Fifty years later, we all connected as if it was yesterday.  I recently had a similar reunion with another friend, Ellen, who was the first person I met in a bar the night I arrived in a small town in Wisconsin to attend college over 40 years ago.  We got together with another Beloit College pal, Maud, in Key West, and enjoyed every minute of our time together; I visited Ellen in Israel this April on a trip with my best friend, my wife, and we all laughed more than I’ve laughed in a long time.



I learned the value of friendship from my father.  He had friends from all phases of his life and maintained these relationships without the assistance of social media. Imagine that. He just picked up the phone and called Al Weiss, his childhood friend, or his college roommate, Bob Rottenberg, or his pal Shelly Pike (the father of my friend DeeDee), one of the first new friends he made when we moved to Denver in the mid-sixties. 

He listened, he made his friends laugh, and he always looked forward to seeing them. It didn’t matter if they lived next door, states apart, or hadn’t been together for days, months or even decades.  I watched him take care of his connections over the span of his life.  He really knew his friends and this knowing was reciprocal.  He conversed with his friends with openness and candor; he went deep and asked important questions. His exquisite sense of humor enveloped his relationships, bringing light and laughter to the challenges everyone faced. His curiosity and abiding interest in how his friends’ lives unfolded proved irresistible.  His friends loved him dearly and he loved his friends.

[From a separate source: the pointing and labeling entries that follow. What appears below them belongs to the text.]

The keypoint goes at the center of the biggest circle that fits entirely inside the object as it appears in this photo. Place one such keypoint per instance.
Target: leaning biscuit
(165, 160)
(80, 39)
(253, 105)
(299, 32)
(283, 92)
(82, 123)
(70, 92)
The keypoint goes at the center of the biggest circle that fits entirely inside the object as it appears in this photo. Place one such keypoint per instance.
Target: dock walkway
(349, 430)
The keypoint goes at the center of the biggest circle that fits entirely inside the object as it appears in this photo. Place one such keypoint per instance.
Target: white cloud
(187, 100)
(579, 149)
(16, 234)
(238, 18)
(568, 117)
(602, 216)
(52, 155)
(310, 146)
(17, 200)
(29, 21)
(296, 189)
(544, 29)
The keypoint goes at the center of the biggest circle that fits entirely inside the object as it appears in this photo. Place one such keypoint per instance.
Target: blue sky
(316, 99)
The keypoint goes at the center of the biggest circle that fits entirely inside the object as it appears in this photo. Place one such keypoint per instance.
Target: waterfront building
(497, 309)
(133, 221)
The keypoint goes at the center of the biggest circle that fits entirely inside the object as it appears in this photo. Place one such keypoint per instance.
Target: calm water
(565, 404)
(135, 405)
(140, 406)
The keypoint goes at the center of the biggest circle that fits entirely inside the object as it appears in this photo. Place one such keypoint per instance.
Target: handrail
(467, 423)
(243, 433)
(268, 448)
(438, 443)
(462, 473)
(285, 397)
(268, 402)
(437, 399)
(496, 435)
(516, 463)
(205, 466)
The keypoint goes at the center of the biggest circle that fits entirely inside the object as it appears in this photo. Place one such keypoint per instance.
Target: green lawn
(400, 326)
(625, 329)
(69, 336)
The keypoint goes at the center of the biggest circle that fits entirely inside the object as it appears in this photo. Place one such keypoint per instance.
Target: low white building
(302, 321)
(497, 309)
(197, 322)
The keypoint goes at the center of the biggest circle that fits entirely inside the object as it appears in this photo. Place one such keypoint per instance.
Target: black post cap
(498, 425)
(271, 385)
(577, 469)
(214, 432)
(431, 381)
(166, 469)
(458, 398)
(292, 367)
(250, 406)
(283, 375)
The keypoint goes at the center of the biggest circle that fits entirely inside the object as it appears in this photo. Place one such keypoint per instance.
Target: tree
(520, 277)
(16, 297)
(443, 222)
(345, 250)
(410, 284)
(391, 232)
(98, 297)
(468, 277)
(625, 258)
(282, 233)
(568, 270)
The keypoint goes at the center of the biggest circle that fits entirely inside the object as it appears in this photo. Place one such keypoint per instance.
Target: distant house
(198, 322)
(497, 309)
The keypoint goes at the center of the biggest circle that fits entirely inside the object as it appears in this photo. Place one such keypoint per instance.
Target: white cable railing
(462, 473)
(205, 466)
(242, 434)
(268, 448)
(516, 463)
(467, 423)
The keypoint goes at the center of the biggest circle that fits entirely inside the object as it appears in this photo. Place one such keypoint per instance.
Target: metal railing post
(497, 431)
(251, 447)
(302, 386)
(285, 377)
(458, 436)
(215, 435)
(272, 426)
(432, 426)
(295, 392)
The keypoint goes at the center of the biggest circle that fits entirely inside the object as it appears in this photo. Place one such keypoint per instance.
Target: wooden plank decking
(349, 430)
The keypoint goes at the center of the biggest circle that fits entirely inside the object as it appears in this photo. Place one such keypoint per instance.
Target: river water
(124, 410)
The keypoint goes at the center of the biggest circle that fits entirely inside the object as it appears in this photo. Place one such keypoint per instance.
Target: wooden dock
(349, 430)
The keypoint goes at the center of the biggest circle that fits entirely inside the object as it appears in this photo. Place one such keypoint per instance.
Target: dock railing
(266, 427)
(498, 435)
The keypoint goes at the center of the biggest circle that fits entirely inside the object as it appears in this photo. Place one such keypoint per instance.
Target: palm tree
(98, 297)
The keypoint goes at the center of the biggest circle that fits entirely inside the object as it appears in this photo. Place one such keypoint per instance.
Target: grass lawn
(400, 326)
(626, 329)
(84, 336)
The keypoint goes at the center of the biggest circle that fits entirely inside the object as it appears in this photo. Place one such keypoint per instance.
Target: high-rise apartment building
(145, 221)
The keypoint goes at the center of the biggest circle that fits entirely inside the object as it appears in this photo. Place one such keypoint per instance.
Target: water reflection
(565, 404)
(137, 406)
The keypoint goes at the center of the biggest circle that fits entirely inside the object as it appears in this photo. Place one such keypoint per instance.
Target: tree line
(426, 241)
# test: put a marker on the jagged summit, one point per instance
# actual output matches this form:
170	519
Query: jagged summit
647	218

As we both grew older, my Dad and I established a bond that celebrated who we each were, our strengths, weaknesses, and our vulnerabilities -- our complexity.  He taught me to be fearless when peeling away the layers with a friend, remembering that the core is the core; once you truly know someone and love him or her, that core is both your place of departure and your place of return.

Full of fun and mischief.  Interestingly, my best friends have always been playful troublemakers. They have encouraged me, accompanied me out of my comfort zone, and rewarded my creativity with their laughter and support.  I feel seen by them and I think that they feel seen by me. I trust that I will always be able to re-engage with my friends, regardless of distance and time.  They occupy an enormous place in my heart.

As my dad's birthday approaches (he would be 90 on June 13) I am thinking a lot about him. I am so grateful for this gift of friendship that he modeled for me, and consider it one my life’s greatest blessings.